Loading learning content...
In relational algebra, the union operation represents one of the most fundamental mechanisms for combining data from multiple relations. Just as in set theory, where the union of two sets contains all elements from both sets, the relational union combines tuples from two relations into a single, unified result.
Understanding the union operation is essential because real-world database scenarios frequently require consolidating data from multiple sources—merging customer lists from different branches, combining transaction records from multiple time periods, or aggregating data from distributed database fragments. The union operation provides the formal, mathematical foundation for these essential operations.
This page will guide you through the complete theory and practice of the union operation, from its mathematical foundations to its practical implementation in modern database systems.
By the end of this page, you will master the formal definition of union, understand union compatibility requirements, be able to construct union expressions using proper notation, visualize union operations through diagrams, and apply union to solve real-world database problems. You'll also understand the subtle differences between relational union and SQL's UNION operations.
The union operation in relational algebra draws directly from set theory, which provides its mathematical foundation. To fully understand relational union, we must first establish its set-theoretic roots and then extend these concepts to the relational model.
Set-Theoretic Definition:
In classical set theory, given two sets A and B, the union A ∪ B is defined as:
A ∪ B = { x | x ∈ A ∨ x ∈ B }
This reads: "The union of A and B is the set of all elements x such that x is a member of A OR x is a member of B (or both)."
The key characteristics of set union that carry over to relational algebra include:
While set theory deals with unstructured sets of elements, relational algebra deals with relations—sets of tuples with defined schemas. This introduces the critical concept of 'union compatibility,' which ensures that combining two relations produces a meaningful result with a well-defined schema.
Relational Union Definition:
Formally, given two relations R(A₁, A₂, ..., Aₙ) and S(B₁, B₂, ..., Bₙ) that are union-compatible, the union R ∪ S is defined as:
R ∪ S = { t | t ∈ R ∨ t ∈ S }
Where:
Critical Requirement: Unlike general set union, relational union requires that both operand relations have compatible schemas.
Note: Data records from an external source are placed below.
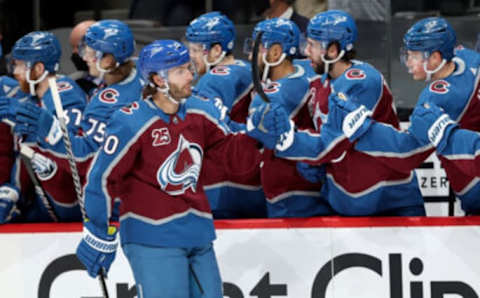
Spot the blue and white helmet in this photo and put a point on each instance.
(38, 46)
(212, 28)
(160, 56)
(430, 35)
(279, 31)
(333, 26)
(111, 37)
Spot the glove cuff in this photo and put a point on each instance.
(286, 139)
(9, 193)
(105, 246)
(437, 130)
(54, 133)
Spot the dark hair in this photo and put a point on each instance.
(227, 51)
(149, 90)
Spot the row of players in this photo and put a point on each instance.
(149, 162)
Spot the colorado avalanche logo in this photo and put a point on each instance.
(109, 96)
(440, 87)
(180, 171)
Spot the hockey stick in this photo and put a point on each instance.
(26, 154)
(71, 161)
(257, 84)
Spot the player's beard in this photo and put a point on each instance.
(179, 92)
(319, 68)
(22, 81)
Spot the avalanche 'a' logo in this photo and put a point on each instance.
(180, 171)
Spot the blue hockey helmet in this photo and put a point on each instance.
(431, 34)
(111, 37)
(331, 26)
(211, 28)
(279, 31)
(161, 55)
(38, 46)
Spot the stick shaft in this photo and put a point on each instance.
(71, 161)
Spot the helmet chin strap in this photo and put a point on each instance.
(209, 65)
(101, 70)
(328, 62)
(431, 72)
(32, 83)
(267, 66)
(166, 91)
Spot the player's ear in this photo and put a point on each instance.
(108, 61)
(332, 51)
(436, 58)
(275, 52)
(216, 50)
(38, 68)
(158, 80)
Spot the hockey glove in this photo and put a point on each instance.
(267, 123)
(44, 167)
(98, 248)
(353, 119)
(311, 173)
(430, 124)
(7, 108)
(9, 195)
(38, 122)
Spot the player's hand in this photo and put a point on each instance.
(345, 115)
(97, 249)
(7, 108)
(9, 195)
(36, 121)
(430, 124)
(267, 123)
(311, 173)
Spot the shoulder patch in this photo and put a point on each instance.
(439, 87)
(220, 70)
(64, 86)
(109, 95)
(355, 74)
(273, 87)
(130, 108)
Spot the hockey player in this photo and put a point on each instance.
(36, 57)
(211, 39)
(155, 148)
(461, 147)
(349, 190)
(287, 193)
(81, 76)
(9, 195)
(108, 47)
(453, 85)
(228, 81)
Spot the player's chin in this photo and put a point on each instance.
(187, 91)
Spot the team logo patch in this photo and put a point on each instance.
(64, 86)
(109, 96)
(273, 87)
(161, 136)
(129, 109)
(180, 171)
(221, 70)
(440, 87)
(355, 74)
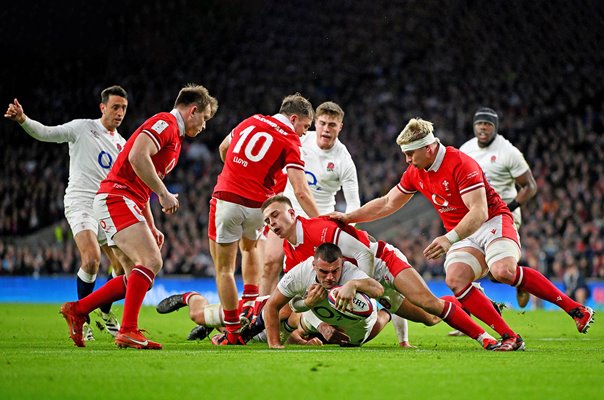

Without this compatibility, the resulting relation would have no well-defined structure, violating the fundamental requirements of the relational model.
| Property | Definition | Significance |
|---|---|---|
| Commutativity | R ∪ S = S ∪ R | Order of operands does not affect the result; query optimizers can freely reorder union operations |
| Associativity | (R ∪ S) ∪ T = R ∪ (S ∪ T) | Grouping of multiple unions does not affect result; enables flexible query restructuring |
| Idempotence | R ∪ R = R | Union of a relation with itself yields the original relation; useful for query simplification |
| Identity | R ∪ ∅ = R | Union with empty relation yields original; empty sets are neutral elements |
| Absorption | R ∪ (R ∩ S) = R | Demonstrates interaction with intersection; used in query optimization |
Union compatibility is the critical precondition that must be satisfied before two relations can participate in a union operation. This requirement ensures that the resulting relation has a coherent, well-defined structure.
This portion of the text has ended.